A preview of the unpublished book A CIVILIZATION WITHOUT A VISION WILL PERISH: AN INDEPENDENT SEARCH FOR THE TRUTH by David Willis at willisdavid167@gmail.com. CHAPTER 1: INDIFFERENCE TO POVERTY (Part 64). This blog is a review of FREEDOM FROM WANT: THE REMARKABLE SUCCESS STORY OF BRAC, THE GLOBAL GRASSROOTS ORGANIZATION THAT’S WINNING THE FIGHT AGAINST POVERTY by Ian Smillie published 2009.

The largest and most successful NGO
In Freedom from Want: The Remarkable Success Story of BRAC, the Global Grassroots Organization That’s Winning the Fight Against Poverty by Ian Smillie, we learn that BRAC is possibly the largest and most successful NGO, working in health, education, social enterprise development and microfinance. BRAC’s story shows how social enterprise can trump corruption and how purpose, innovation and clear thinking can overcome the most entrenched injustices that society can offer, transforming disaster into development and despair into hope.

To Bangladesh in 1972
In 1972, shortly after the Liberation War, I was sent by CARE to Bangladesh to work on a self-help housing cooperative. The project was massive, but it failed because we had almost no idea what we were doing. I heard about BRAC, a Bangladeshi development organization about which people spoke with awe.

I have never found the same organization twice
Over the years I have been privileged to return to Bangladesh many times, often to work with BRAC on a project design, an evaluation, or a report. I have never found the same organization twice. On each visit there is always something new:
10,000 more schools
a dairy
a university
a functional cure for tuberculosis
In 2007 BRAC’s microfinance lending topped a billion dollars.

One of the most hostile climates in the world
The amazing thing about all of BRAC’s achievements is that they have been accomplished in one of the most hostile climates in the world – hostile in every sense of the word: meteorologically, economically, and politically. And now BRAC is taking its lessons to other Asian countries and Africa.

Diamonds fueling war
My first assignment was teaching in Sierra Leone, in the country’s wild-west mining region. Nobody foresaw that the country would descend into political mismanagement, corruption, and a decade-long war that killed tens of thousands and displaced more than half the population. Nobody could foresee that the diamonds would fuel this war and others like it in Angola, the Congo, and Liberia.

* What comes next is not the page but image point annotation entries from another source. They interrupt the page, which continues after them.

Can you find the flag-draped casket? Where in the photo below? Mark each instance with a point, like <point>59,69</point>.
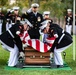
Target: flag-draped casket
<point>37,52</point>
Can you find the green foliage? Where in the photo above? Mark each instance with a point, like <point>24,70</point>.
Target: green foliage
<point>56,7</point>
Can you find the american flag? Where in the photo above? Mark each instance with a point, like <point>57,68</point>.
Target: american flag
<point>36,43</point>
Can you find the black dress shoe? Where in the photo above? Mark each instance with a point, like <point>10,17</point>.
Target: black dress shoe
<point>60,66</point>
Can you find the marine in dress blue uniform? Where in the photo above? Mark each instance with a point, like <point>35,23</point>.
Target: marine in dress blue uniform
<point>69,21</point>
<point>62,42</point>
<point>35,18</point>
<point>11,41</point>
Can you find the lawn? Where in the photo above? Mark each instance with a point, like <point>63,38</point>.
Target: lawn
<point>69,60</point>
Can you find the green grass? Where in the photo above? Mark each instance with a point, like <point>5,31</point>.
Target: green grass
<point>69,60</point>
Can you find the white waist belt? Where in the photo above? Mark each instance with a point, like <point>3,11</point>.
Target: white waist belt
<point>61,38</point>
<point>10,33</point>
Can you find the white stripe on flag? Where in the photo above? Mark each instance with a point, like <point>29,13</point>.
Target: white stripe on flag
<point>33,43</point>
<point>41,47</point>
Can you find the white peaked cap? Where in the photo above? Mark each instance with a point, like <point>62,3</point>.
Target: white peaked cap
<point>69,9</point>
<point>35,5</point>
<point>44,24</point>
<point>46,12</point>
<point>15,8</point>
<point>26,22</point>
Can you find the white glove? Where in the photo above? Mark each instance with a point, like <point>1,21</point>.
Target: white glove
<point>25,45</point>
<point>56,35</point>
<point>30,10</point>
<point>22,54</point>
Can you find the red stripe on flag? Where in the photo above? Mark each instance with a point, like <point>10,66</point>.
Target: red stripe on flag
<point>30,42</point>
<point>38,45</point>
<point>52,38</point>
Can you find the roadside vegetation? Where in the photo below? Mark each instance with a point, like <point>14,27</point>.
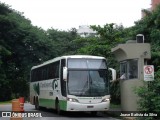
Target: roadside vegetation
<point>23,45</point>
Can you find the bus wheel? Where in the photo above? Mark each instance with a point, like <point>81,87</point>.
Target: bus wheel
<point>36,104</point>
<point>58,108</point>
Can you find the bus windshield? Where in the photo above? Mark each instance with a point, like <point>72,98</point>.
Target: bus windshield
<point>88,78</point>
<point>87,83</point>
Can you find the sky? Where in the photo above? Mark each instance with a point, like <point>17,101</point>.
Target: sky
<point>67,14</point>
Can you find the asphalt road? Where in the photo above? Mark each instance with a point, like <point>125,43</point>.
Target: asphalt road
<point>49,114</point>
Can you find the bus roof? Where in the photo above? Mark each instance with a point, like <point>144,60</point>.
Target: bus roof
<point>66,57</point>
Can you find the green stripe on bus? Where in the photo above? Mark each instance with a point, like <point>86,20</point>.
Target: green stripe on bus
<point>50,103</point>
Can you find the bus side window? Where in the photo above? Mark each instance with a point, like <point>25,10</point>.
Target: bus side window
<point>63,83</point>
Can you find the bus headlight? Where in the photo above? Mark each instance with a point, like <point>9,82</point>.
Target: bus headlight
<point>72,100</point>
<point>106,100</point>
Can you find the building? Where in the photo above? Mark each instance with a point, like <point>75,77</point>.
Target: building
<point>154,4</point>
<point>86,31</point>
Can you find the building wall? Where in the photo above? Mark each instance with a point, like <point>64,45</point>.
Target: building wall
<point>154,4</point>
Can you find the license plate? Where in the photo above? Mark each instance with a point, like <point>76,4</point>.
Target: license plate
<point>89,106</point>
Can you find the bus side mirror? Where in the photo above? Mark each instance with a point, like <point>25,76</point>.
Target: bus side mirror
<point>65,73</point>
<point>113,74</point>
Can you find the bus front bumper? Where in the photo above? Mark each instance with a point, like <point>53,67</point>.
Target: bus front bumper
<point>75,106</point>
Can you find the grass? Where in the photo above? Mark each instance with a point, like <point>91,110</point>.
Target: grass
<point>5,102</point>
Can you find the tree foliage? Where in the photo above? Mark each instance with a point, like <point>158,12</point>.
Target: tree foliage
<point>23,45</point>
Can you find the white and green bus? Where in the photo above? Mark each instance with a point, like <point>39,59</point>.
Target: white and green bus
<point>71,83</point>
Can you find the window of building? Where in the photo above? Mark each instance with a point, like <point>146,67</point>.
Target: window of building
<point>129,69</point>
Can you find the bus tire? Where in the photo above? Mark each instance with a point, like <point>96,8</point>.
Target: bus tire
<point>58,111</point>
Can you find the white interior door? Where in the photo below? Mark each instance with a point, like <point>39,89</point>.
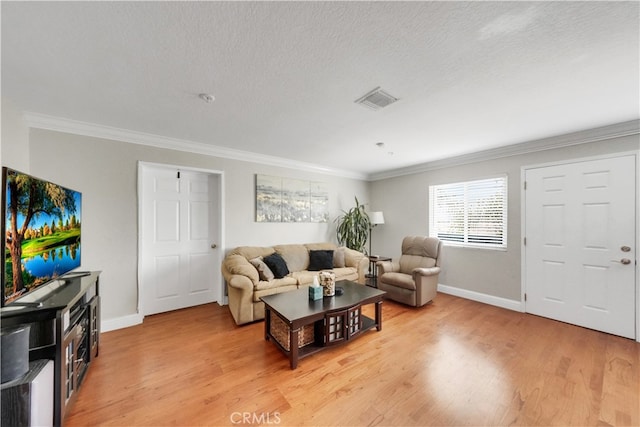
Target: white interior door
<point>580,260</point>
<point>177,249</point>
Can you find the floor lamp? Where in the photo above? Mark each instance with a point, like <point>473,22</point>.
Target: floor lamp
<point>375,218</point>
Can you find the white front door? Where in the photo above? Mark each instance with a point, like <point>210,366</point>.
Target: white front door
<point>580,260</point>
<point>177,252</point>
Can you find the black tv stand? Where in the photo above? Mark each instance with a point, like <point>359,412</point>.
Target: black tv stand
<point>65,328</point>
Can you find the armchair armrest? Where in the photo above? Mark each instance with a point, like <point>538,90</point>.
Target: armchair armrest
<point>238,265</point>
<point>358,261</point>
<point>387,267</point>
<point>432,271</point>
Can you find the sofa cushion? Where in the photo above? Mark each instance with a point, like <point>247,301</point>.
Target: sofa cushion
<point>264,271</point>
<point>277,265</point>
<point>285,282</point>
<point>276,290</point>
<point>339,257</point>
<point>296,256</point>
<point>320,260</point>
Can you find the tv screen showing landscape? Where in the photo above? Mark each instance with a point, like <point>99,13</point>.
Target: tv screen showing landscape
<point>42,223</point>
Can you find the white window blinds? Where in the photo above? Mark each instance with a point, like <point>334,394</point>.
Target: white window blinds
<point>472,213</point>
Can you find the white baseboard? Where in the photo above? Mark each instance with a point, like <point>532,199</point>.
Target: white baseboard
<point>483,298</point>
<point>121,322</point>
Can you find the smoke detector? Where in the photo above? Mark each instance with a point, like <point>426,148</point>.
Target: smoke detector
<point>376,99</point>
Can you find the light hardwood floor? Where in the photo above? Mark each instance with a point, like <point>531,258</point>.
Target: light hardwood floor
<point>452,362</point>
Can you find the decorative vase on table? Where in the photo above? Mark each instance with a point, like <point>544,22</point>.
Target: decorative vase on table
<point>328,283</point>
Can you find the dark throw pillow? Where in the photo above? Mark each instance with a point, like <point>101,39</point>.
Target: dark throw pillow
<point>320,260</point>
<point>277,265</point>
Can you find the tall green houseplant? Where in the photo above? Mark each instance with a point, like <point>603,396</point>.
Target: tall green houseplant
<point>353,228</point>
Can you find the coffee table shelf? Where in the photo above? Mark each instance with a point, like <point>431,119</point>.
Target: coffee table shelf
<point>291,317</point>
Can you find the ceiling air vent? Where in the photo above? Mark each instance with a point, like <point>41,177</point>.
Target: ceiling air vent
<point>376,99</point>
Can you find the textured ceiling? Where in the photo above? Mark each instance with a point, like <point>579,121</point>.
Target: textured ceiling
<point>285,75</point>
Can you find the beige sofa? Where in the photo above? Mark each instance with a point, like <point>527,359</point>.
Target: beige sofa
<point>245,285</point>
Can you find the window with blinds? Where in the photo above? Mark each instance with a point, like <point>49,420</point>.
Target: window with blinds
<point>472,213</point>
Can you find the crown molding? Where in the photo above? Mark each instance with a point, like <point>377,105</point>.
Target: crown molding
<point>618,130</point>
<point>58,124</point>
<point>41,121</point>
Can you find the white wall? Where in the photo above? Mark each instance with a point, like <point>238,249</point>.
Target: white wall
<point>14,143</point>
<point>105,171</point>
<point>405,203</point>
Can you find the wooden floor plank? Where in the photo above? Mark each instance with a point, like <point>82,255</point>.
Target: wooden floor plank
<point>452,362</point>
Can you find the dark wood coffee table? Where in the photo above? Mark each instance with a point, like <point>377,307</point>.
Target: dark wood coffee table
<point>300,327</point>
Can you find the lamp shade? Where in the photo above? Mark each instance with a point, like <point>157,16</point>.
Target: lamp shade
<point>376,218</point>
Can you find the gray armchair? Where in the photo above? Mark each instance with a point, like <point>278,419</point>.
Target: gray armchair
<point>413,280</point>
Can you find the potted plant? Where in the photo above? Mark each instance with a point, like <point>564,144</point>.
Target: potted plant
<point>353,228</point>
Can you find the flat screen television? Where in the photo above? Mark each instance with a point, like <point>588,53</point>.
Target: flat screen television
<point>41,227</point>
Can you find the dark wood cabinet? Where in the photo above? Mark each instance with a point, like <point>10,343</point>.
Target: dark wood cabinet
<point>65,328</point>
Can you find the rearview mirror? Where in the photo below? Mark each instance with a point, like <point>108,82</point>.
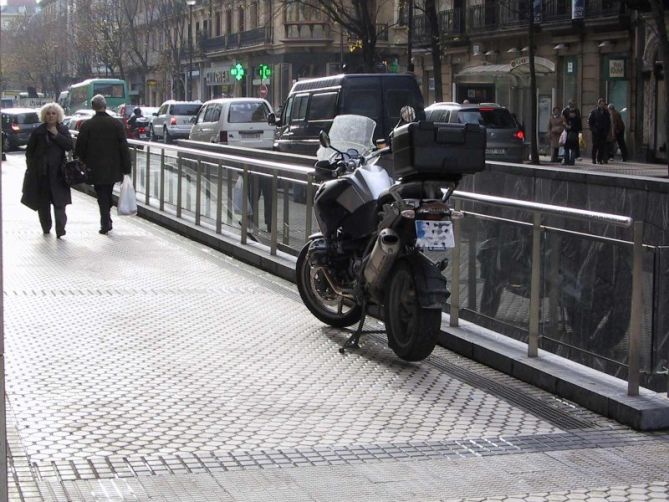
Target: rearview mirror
<point>324,139</point>
<point>408,113</point>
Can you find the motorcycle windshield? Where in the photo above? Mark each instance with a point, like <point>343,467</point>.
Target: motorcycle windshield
<point>349,131</point>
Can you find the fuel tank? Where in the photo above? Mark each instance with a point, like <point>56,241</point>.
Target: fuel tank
<point>349,202</point>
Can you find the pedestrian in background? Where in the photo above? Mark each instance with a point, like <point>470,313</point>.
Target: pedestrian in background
<point>618,126</point>
<point>572,124</point>
<point>44,183</point>
<point>555,128</point>
<point>102,145</point>
<point>599,121</point>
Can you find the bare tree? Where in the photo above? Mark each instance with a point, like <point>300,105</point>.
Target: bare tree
<point>658,10</point>
<point>27,57</point>
<point>171,21</point>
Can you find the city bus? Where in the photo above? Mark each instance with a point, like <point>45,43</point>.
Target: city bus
<point>79,95</point>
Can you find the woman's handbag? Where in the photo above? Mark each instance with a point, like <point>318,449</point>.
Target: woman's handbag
<point>75,172</point>
<point>127,201</point>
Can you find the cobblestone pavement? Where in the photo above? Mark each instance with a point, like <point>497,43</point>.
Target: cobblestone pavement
<point>143,367</point>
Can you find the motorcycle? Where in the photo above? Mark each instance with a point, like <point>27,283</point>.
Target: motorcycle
<point>375,231</point>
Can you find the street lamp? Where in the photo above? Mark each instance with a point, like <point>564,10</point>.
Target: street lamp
<point>189,89</point>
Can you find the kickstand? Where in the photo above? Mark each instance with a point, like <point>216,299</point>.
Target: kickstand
<point>352,342</point>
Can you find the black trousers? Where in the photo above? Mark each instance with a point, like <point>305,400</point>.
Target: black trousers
<point>620,138</point>
<point>599,148</point>
<point>44,212</point>
<point>262,186</point>
<point>104,193</point>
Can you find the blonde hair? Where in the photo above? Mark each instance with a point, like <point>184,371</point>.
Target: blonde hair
<point>51,106</point>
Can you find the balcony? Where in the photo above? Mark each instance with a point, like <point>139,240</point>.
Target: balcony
<point>249,38</point>
<point>515,15</point>
<point>451,23</point>
<point>305,31</point>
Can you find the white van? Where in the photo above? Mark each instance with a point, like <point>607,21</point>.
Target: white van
<point>235,122</point>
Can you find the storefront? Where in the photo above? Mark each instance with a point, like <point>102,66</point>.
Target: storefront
<point>509,85</point>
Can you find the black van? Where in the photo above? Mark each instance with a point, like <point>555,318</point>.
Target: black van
<point>312,105</point>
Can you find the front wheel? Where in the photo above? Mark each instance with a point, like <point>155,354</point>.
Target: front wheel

Responsibility for the diamond wars
In 1999 I served on a United Nations Security Council expert panel that studied the connection between diamonds and weapons. In West Africa, responsibility for the diamond wars could be laid primarily at the feet of Liberia’s warlord president, Charles Taylor, a man who played a major role in destroying his own country and the lives of millions of people in others.

Lasting development to the very poor people in very poor countries
BRAC has recently started to work in Sierra Leone and Liberia, where it is conveying the lessons learned in Bangladesh: that development is not about buildings; it is about what goes on inside the buildings, and inside the heads of the people in the buildings. It is about persistence, hard work, enterprise, optimism, common sense, and values. These things, when correctly applied in the right measure, can bring lasting development to the very poor people in very poor countries.